The Information Commissioner’s Office has submitted a business case to the government for extending its powers to carry out compulsory audits. Does this mean the ICO is finally planning to tackle data protection failures in the private sector with the same vigour as it has in the public sector?
Since gaining the power in April 2010 to issue monetary penalties of up to £500,000 for serious data protection failures, local councils have almost exclusively been in the firing line.
In the past three months alone, the ICO has issued five such penalties against local councils, including the highest penalty so far of £140,000 against the Midlothian Council in January, and required five local local authorities to sign undertakings to comply with data protection principles.
In the same period, the ICO has required only four private companies, a college, a charity organisation, a healthcare provider and an industry association to sign undertakings to comply with the data protection principles. A Romford woman was also prosecuted for unlawfully obtaining her sister-in-law’s medical records.
In total, eleven monetary penalties have been issued against local councils, compared with just two for non public sector organisations, namely solicitors firm ACS Law and employment services company A4e Limited.
But the ICO insists it is not purposefully targeting public sector organisations. "The Data Protection Act (DPA) places legal obligations on both private and public sector organisations," the ICO said in a statement.
According to the ICO, the high number of public sector organisations hit with monetary penalties is due to the fact that these organisations typically handle the type of sensitive personal information that, if leaked, would qualify as a serious breach of the DPA.
To attract a monetary penalty, a breach must be of a kind likely to cause substantial damage or substantial distress. The contravention must also have been deliberate, or the ICO must be able to demonstrate that the data controller either knew or ought to have known that there was a risk that a contravention would occur but failed to take reasonable steps to prevent it.
"The enforcement department considers all cases on an individual basis and can only look into cases that we are made aware of – either through cases that are reported to us or through other channels, including the media," the ICO told Computer Weekly.
On that basis, it may be argued that another reason relatively few private sector organisation have been hit by monetary penalties is that the ICO is not able to collect data breach information as easily as it can for public sector organisations.

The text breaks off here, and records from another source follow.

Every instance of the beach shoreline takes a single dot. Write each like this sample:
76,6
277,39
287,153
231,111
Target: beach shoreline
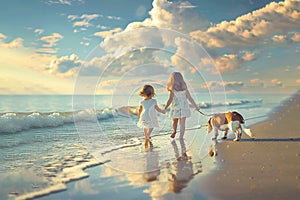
267,167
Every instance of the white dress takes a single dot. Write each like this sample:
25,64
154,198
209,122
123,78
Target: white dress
148,117
180,106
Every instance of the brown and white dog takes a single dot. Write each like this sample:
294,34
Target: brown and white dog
232,121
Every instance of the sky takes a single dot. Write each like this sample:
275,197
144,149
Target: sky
116,46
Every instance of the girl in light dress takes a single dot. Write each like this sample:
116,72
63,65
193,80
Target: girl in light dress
147,111
178,99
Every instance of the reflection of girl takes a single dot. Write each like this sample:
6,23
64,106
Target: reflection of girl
147,114
178,99
184,171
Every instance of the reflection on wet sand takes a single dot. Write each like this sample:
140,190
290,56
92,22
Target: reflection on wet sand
172,177
182,170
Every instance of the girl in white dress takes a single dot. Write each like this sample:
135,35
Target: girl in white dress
147,111
178,99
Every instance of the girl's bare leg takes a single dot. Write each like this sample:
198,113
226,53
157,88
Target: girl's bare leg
174,126
182,126
149,132
146,133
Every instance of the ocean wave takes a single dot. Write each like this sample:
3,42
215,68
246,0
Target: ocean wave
15,122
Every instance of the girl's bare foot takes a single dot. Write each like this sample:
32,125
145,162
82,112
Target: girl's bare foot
173,135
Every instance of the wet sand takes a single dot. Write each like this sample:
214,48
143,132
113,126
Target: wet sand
267,167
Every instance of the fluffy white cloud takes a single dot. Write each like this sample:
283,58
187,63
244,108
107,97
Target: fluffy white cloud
173,15
276,82
220,86
252,28
16,43
65,65
108,34
2,36
51,40
39,31
83,20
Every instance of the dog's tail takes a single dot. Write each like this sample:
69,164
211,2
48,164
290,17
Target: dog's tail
247,131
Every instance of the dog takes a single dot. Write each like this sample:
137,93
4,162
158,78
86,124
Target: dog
232,121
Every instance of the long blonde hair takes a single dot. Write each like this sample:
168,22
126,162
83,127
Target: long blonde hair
147,91
176,82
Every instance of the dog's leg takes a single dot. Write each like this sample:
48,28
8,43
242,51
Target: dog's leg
236,133
215,130
225,134
235,127
247,131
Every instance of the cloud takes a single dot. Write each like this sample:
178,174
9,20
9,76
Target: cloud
2,36
39,31
51,40
173,15
83,20
233,62
276,82
267,26
252,28
16,43
220,86
63,2
108,34
65,65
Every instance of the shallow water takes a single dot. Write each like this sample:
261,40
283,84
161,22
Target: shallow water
41,141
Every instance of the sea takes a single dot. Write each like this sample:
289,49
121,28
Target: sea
40,135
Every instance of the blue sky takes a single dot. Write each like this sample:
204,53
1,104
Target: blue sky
50,46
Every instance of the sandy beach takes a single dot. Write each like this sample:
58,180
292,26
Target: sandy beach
267,167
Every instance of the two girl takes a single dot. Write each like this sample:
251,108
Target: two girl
179,96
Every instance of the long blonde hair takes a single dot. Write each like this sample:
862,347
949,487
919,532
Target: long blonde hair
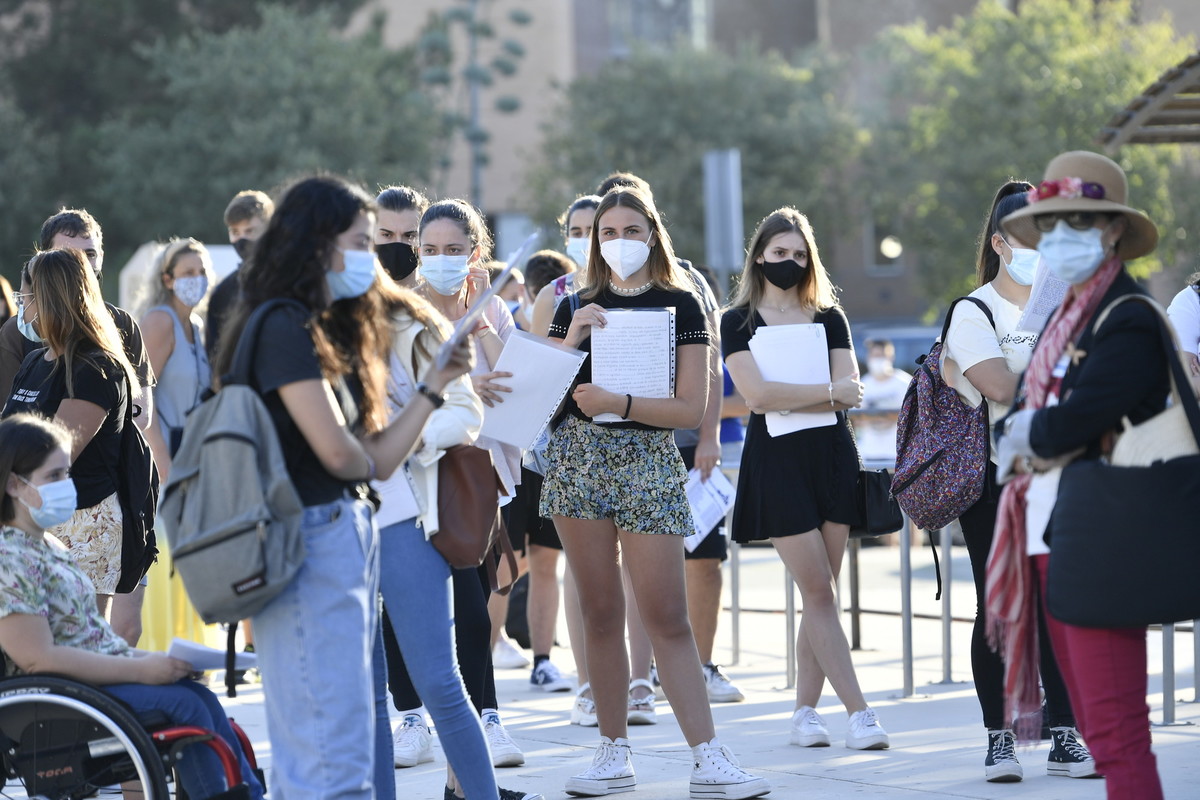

Stewart Room, partner at legal firm Field Fisher Waterhouse also points out that many parts of the public sector has been working under a de facto breach disclosure regime since late 2007, unlike the private sector, except for the specific breach disclosure rule that came into effect last year for telcos and ISPs. "Perhaps ICO has received more notifications of breaches from the public sector than the private sector," he said.
This idea is supported by the fact that in October last year, Information Commissioner Christopher Graham told the 10th annual data compliance conference in London that the ICO needed powers to conduct compulsory data protection audits in local government, the health service and the private sector to ensure compliance with the law.
The only compulsory data protections audit powers the ICO currently has are for central government departments. For all other organisations the ICO has to get consent before an audit can take place, or alternatively get a warrant from a district judge to enter premises to carry out a search, to inspect, examine, operate and test equipment, and to seize documents, under Section 50 of the DPA 1998.
However, the ICO must have reasonable grounds for suspecting an offence under the DPA has been committed or the data protection principles have been contravened, according to Nigel Parker, senior associate at legal firm Allen & Overy.
"Based on my experience, this is a power which is rarely used. I assume the reason for this is that the ICO has to present a judge with evidence, given on oath, to obtain a warrant. This is no doubt often difficult, as the ICO may not be able to gather sufficient evidence," he said
In other words, as long as the ICO lacks the power to audit private businesses without obtaining a warrant, government departments and public authorities will remain easier targets, and in the light of that fact, it is no surprise that the ICO is asking government to extend its powers to carry out compulsory audits.
If the government grants the ICO's request for extended audit powers, armed with additional means to assess the data protection capabilities of private sector companies, private companies may well see an increase in scrutiny by the ICO.
Increased scrutiny may lead to an increase in the number of private sector organisations that are hit with monetary penalties for series failure to protect personal data, but at the very least, the move could further boost the business case for investing in data protection technology and processes.
"Like the increased fines proposed by the Commission, if the ICO were to gain powers similar to those enjoyed under Section 41A in relation to private business, this would certainly also grab the attention of senior executives," said lawyer Nigel Parker.
Private businesses may also get a shake-up from the coming new European data protection legislation, said lawyer Stewart Room.
The EU seems to have sympathy with the ICO's positions that the absence of compulsory audit powers across the entire economy reduces their effectiveness as a regulator.
The proposed EU data protection regulation, he said, contains specific provisions that, if introduced, will give the data protection regulators the kind of audit powers that ICO is seeking.
Even if the government does not grant the ICO extended powers to audit in the short term, the coming European standard data protection regulation in the longer term will undoubtedly mean greater scrutiny of private sector companies in the longer term.